Consumer loan securitisation has emerged as a boom market in China, with micro-lenders raising billions of dollars in funds by flogging asset-backed securities to institutional investors eager to expand their balance sheets.
The practice of asset-back securitisation enables the original lenders to rapidly shift their loans off balance sheet by selling off the products, which in turn permits them to dodge official limits on debt-capital ratios.
The scale of consumer-loan backed securities has skyrocketed by more than 35-fold in just the past two years, as China’s rapidly expanding middle-class pursues consumption beyond its immediate means.
According to data from China Securitisation Analytics 489.4 billion yuan in the securities were issued in 2017, as compared to 98.9 billion yuan in 2016.
Some of China’s biggest tech companies have expanded into the sector, including Alibaba’s Ant Financial Services, which currently has a 60% market share, as well as the financing vehicles of JD.com, Baidu, VIPShop Holdings and Xiaomi Technology.
Commercial banks are also making forays into the sector, with Bank of Jiangsu teaming up with Debang Securities to launch the first investment fund focused on loan-backed securities in March with 20 billion yuan in capital.
Industry sources tell Reuters, however, that the growth of the sector is set to slow in 2018, as regulators crack down on the high leverage levels of lenders and adequate asset disclosure.
Guo Yonggang, general manger of Golden Credit Rating International’s structured financing department, said that China’s National Association of Financial Market Institutional Investors (NAFMII) as well as the country’s exchanges are no longer issuing consumer loan-backed securities that are issued by online micro-lenders.
The move comes after regulators introduced regulations on 1 December that restrict the volume of lending that companies can make via the products, as well as mandate their consolidation on balance sheets.
The new regulations have already prompted Ant Financial to shelve plans to issue billions of dollars in asset-backed securities, according to sources speaking to Reuters.
Officials from the Chinese central bank reportedly expressed their concerns about the high debt levels of Ant’s consumer finance business, and mooted the possibility of preventing the company from issuing new securities until it dialled down its leverage.
NAFMII is also seeking to increase the transparency for consumer loan securities by raising its disclosure requirements.

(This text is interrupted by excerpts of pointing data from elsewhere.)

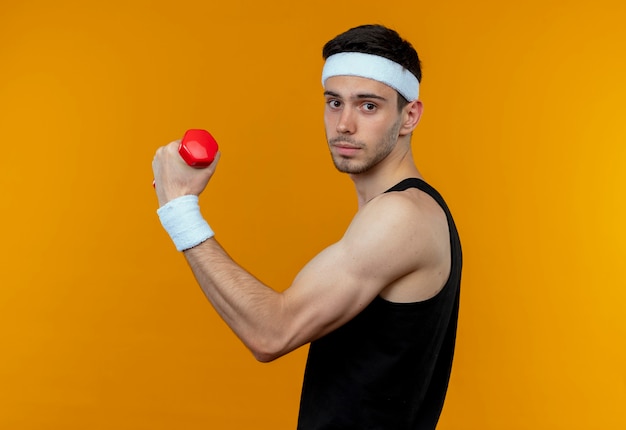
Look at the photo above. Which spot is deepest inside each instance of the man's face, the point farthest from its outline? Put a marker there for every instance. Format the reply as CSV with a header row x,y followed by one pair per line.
x,y
362,122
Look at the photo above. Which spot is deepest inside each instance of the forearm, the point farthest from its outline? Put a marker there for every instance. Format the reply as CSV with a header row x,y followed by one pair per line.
x,y
251,309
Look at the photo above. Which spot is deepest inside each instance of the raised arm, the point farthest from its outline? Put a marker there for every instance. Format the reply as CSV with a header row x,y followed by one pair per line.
x,y
385,244
377,250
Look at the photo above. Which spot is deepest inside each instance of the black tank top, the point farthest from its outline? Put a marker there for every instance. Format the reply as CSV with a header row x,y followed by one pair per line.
x,y
388,368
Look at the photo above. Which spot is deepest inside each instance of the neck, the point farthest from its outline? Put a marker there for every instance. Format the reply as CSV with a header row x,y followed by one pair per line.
x,y
384,176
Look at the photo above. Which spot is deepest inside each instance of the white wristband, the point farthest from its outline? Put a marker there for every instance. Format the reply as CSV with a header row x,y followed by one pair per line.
x,y
182,220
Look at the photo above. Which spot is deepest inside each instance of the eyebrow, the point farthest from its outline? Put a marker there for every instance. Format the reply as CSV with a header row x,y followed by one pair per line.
x,y
357,96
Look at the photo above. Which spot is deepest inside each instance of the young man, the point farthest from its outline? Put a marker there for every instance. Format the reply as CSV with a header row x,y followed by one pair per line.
x,y
380,306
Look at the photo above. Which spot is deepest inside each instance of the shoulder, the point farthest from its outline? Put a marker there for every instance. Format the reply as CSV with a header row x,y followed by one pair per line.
x,y
407,225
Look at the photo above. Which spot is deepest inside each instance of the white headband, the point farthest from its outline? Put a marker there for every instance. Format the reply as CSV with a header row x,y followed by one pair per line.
x,y
372,67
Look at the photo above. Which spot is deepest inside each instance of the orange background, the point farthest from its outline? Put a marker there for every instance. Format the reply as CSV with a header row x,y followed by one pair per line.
x,y
524,132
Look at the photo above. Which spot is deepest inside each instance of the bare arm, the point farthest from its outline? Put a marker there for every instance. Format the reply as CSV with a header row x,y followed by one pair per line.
x,y
382,245
330,290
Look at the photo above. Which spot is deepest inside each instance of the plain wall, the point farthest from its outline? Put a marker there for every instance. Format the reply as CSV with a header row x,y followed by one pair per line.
x,y
524,132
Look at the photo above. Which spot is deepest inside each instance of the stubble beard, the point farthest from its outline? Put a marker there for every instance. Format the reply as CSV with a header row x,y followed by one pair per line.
x,y
354,166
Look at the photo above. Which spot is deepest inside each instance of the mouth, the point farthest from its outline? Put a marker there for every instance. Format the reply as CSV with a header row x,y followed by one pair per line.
x,y
345,149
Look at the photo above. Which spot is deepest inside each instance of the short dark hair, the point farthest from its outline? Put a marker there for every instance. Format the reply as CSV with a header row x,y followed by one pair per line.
x,y
377,40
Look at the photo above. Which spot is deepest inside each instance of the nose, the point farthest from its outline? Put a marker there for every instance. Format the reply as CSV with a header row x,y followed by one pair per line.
x,y
346,123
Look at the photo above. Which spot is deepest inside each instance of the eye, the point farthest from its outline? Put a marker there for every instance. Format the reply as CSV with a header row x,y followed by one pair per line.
x,y
333,103
369,107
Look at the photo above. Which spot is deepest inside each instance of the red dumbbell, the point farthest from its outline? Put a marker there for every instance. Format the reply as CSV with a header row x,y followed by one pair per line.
x,y
198,148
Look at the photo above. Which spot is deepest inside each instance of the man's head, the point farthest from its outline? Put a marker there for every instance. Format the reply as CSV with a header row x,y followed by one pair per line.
x,y
379,41
371,88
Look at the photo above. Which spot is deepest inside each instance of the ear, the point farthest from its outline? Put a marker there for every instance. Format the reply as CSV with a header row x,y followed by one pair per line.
x,y
411,117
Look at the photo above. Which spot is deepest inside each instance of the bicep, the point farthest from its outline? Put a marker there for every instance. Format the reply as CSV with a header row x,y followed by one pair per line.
x,y
344,278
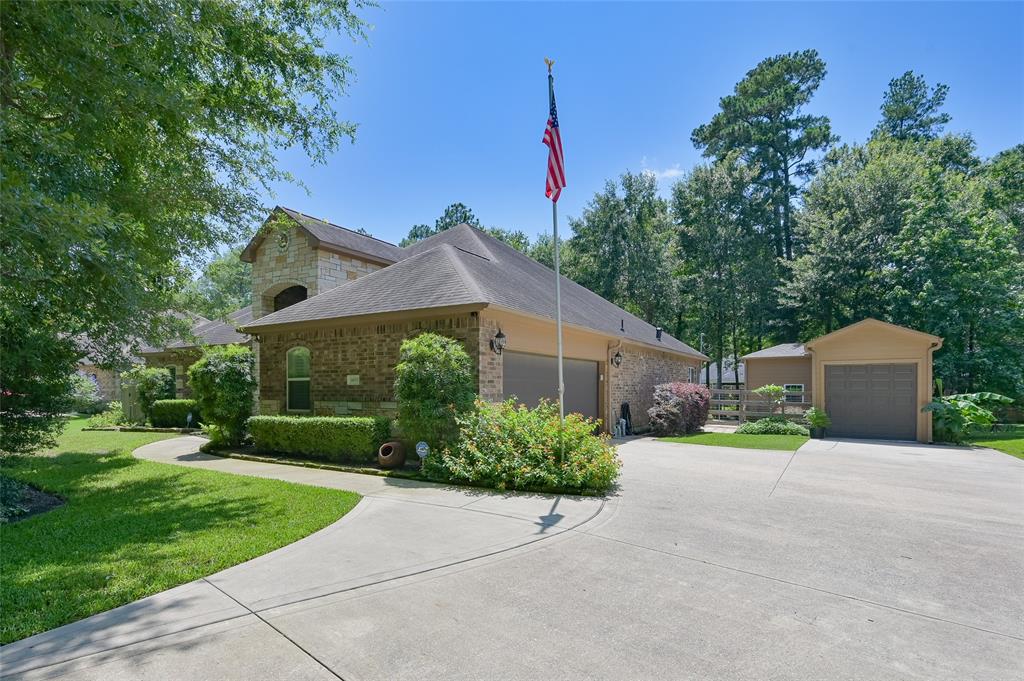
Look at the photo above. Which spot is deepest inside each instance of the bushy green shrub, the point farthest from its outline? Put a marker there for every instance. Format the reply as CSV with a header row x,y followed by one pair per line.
x,y
953,417
816,418
114,416
85,394
223,384
772,426
152,384
510,447
679,409
342,438
773,394
174,414
434,382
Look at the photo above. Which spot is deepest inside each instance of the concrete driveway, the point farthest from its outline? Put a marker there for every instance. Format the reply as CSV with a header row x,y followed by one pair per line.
x,y
847,560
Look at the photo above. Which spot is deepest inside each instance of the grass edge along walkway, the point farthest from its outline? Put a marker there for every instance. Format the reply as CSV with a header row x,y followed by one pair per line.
x,y
741,440
131,528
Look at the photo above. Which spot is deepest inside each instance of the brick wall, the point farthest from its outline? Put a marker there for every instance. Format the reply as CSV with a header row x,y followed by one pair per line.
x,y
492,375
634,381
367,351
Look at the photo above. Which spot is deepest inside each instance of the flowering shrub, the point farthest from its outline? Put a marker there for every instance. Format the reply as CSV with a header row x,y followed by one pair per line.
x,y
152,383
510,447
679,409
350,438
223,383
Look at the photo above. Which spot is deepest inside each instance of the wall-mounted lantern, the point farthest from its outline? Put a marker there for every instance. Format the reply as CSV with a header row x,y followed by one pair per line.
x,y
498,342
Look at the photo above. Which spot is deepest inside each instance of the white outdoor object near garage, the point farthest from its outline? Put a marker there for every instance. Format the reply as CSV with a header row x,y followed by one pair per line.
x,y
871,378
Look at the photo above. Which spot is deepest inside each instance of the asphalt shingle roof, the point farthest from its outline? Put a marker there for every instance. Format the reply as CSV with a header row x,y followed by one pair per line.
x,y
334,235
463,265
781,350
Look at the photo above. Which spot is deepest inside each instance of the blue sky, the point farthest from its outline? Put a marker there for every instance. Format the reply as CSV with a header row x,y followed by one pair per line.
x,y
451,98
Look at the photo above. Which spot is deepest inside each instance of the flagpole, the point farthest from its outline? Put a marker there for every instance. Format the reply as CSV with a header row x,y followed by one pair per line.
x,y
558,326
555,149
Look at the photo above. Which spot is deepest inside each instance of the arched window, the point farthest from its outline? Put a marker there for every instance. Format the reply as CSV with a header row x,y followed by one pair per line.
x,y
298,380
290,296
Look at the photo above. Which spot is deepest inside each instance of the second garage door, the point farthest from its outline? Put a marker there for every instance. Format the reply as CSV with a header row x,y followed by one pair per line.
x,y
872,400
530,377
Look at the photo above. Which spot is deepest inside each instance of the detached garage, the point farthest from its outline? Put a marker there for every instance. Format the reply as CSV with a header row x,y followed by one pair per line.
x,y
871,378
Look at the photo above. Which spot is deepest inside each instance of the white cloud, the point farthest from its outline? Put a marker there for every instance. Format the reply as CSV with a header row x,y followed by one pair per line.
x,y
670,173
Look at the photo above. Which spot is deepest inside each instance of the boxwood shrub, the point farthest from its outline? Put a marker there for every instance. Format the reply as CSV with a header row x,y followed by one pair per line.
x,y
340,438
174,413
509,447
775,425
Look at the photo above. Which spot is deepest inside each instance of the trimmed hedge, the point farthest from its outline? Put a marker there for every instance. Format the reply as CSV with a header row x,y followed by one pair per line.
x,y
775,425
507,445
342,438
174,413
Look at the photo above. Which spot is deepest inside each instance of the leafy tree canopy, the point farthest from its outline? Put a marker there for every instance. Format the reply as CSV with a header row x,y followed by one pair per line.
x,y
133,135
910,111
224,286
764,120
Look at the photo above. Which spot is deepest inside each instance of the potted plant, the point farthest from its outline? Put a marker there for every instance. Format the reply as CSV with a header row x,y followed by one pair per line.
x,y
818,421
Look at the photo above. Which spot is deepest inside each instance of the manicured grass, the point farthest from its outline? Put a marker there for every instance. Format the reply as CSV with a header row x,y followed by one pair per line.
x,y
779,442
131,528
1011,442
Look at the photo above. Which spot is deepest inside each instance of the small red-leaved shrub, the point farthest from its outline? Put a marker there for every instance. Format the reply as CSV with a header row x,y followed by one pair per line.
x,y
679,409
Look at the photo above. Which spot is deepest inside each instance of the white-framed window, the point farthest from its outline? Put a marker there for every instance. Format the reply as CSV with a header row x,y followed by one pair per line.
x,y
298,397
794,387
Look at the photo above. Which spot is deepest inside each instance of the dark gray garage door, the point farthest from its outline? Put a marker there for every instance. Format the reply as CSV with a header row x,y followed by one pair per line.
x,y
872,400
530,377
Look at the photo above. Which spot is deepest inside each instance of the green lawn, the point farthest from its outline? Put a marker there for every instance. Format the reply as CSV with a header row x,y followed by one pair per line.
x,y
131,528
1011,442
779,442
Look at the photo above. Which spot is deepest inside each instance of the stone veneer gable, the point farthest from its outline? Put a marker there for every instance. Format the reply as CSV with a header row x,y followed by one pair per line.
x,y
634,382
368,350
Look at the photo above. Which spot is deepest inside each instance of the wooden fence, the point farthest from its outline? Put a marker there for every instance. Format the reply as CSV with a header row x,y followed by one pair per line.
x,y
732,406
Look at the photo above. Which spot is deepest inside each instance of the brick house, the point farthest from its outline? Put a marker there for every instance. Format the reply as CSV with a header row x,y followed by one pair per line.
x,y
331,307
178,355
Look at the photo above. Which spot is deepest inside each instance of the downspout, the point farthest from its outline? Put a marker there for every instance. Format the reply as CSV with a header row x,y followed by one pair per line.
x,y
610,408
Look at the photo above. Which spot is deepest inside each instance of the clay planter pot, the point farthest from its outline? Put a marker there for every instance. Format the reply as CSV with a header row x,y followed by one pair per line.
x,y
391,455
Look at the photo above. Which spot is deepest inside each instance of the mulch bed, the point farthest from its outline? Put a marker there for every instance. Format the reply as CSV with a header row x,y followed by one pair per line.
x,y
30,502
145,429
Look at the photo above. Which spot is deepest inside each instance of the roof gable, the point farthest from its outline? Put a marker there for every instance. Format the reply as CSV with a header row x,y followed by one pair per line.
x,y
324,235
781,350
871,323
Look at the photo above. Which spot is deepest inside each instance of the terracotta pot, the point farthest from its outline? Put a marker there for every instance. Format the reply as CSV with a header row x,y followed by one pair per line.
x,y
391,455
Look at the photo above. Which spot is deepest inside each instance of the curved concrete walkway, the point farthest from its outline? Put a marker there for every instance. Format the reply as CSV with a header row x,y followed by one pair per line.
x,y
843,560
398,528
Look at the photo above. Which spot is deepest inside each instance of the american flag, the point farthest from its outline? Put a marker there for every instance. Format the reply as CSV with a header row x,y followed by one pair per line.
x,y
553,138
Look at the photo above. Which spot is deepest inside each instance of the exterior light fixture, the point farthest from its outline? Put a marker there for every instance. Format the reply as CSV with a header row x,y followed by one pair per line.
x,y
498,342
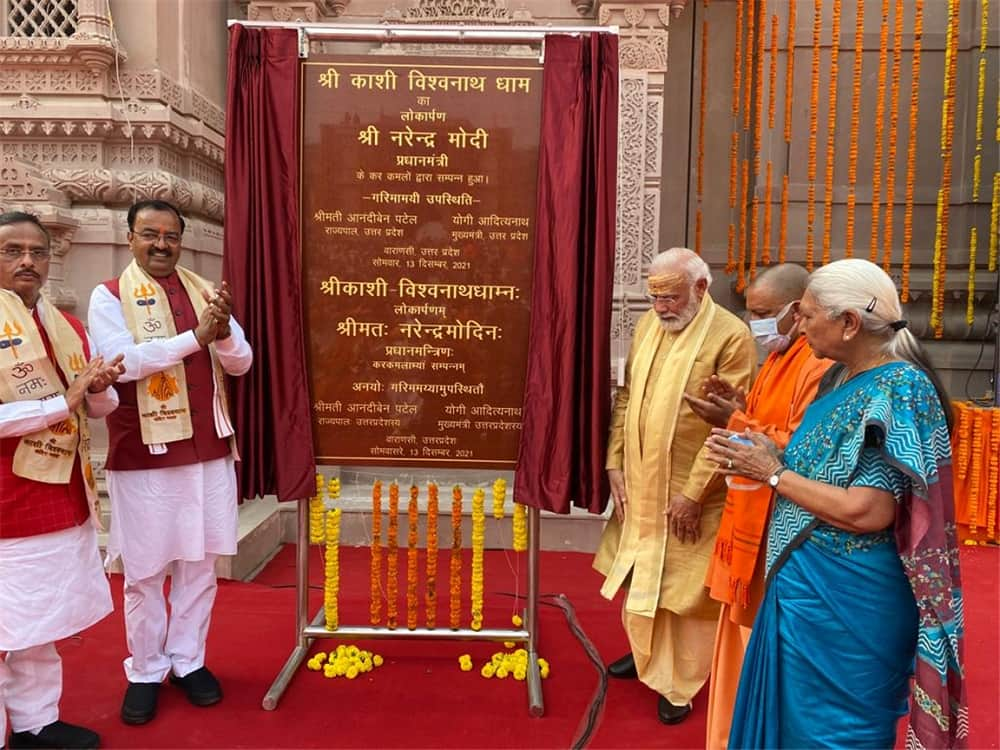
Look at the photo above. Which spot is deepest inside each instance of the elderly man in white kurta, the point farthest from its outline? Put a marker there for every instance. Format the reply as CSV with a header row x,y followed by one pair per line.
x,y
170,465
52,584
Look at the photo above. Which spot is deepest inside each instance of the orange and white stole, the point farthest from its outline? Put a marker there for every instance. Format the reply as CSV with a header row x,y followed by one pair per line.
x,y
27,374
164,410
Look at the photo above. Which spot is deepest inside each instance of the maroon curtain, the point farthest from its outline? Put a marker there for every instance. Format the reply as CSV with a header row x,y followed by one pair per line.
x,y
567,393
262,263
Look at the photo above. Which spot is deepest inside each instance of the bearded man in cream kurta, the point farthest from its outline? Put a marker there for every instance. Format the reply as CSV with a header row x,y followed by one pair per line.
x,y
170,464
668,498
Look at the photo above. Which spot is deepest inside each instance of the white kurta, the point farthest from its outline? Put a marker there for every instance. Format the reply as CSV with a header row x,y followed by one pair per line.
x,y
177,512
51,585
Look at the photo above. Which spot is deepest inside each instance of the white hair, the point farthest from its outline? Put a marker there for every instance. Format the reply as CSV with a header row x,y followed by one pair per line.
x,y
860,286
683,260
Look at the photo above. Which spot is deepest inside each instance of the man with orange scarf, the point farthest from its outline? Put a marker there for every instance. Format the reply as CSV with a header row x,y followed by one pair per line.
x,y
774,406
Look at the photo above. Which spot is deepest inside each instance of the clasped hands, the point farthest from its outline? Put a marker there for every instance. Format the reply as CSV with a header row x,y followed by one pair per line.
x,y
213,324
95,377
720,400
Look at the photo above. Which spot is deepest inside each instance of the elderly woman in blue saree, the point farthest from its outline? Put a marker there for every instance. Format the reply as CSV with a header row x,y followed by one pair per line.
x,y
863,588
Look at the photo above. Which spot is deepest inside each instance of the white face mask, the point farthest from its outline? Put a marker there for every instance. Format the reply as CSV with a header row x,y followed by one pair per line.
x,y
765,332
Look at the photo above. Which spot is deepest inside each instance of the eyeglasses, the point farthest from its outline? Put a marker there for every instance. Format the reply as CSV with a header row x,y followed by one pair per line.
x,y
11,253
150,237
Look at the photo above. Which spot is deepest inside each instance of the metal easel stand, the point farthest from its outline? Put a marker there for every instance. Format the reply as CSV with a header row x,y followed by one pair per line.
x,y
307,631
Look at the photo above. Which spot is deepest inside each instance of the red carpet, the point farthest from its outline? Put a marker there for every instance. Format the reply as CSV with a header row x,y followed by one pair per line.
x,y
419,698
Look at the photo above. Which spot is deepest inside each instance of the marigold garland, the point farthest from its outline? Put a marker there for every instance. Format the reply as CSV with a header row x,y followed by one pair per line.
x,y
891,168
317,531
790,70
883,57
499,498
831,131
455,563
852,149
430,585
392,566
331,582
520,528
478,544
813,117
375,600
970,303
772,76
994,222
944,192
413,524
911,151
765,256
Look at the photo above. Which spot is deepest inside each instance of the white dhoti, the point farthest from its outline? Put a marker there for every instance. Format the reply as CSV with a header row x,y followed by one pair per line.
x,y
52,586
174,520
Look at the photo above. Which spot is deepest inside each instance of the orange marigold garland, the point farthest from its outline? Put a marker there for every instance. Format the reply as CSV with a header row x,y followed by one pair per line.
x,y
375,576
911,150
831,131
813,117
944,193
520,528
392,567
331,579
883,57
455,563
317,530
852,149
891,167
478,545
413,524
765,256
430,585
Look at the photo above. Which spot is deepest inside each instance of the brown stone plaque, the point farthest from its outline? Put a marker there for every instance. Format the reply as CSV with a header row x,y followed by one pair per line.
x,y
418,212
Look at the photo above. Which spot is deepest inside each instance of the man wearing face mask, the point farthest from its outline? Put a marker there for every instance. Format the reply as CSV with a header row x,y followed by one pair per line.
x,y
774,406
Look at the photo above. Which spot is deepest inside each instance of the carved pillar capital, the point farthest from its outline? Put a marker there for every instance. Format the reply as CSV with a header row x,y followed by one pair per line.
x,y
642,31
295,10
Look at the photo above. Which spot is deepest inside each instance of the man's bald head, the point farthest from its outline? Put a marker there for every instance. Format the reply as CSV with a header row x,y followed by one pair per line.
x,y
784,283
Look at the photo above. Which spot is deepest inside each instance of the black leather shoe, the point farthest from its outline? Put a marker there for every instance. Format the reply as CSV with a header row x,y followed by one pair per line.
x,y
58,734
200,686
668,713
624,668
139,705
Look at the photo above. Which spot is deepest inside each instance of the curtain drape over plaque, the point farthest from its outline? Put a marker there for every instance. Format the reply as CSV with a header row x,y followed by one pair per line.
x,y
262,262
567,392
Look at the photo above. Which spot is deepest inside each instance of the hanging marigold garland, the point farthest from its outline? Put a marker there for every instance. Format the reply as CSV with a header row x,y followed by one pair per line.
x,y
375,574
813,118
852,149
831,131
412,526
455,562
430,585
891,167
520,528
944,192
789,88
702,109
392,563
911,150
317,529
331,579
478,545
883,59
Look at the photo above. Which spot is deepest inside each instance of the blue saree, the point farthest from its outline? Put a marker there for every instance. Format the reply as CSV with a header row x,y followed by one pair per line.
x,y
848,618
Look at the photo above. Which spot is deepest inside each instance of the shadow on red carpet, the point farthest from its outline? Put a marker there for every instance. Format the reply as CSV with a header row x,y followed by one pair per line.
x,y
420,698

Analysts have raised concerns about the risk-assessment of consumer loan securities given brief period history of micro-loan companies and asset-backed securitisation in China.
They also note that efforts to rein in the consumer loan-backed securities market will prove a challenge given that many transactions are conducted via local financial exchanges and equity trading centres or online financial platforms, making them a challenge for regulators to monitor.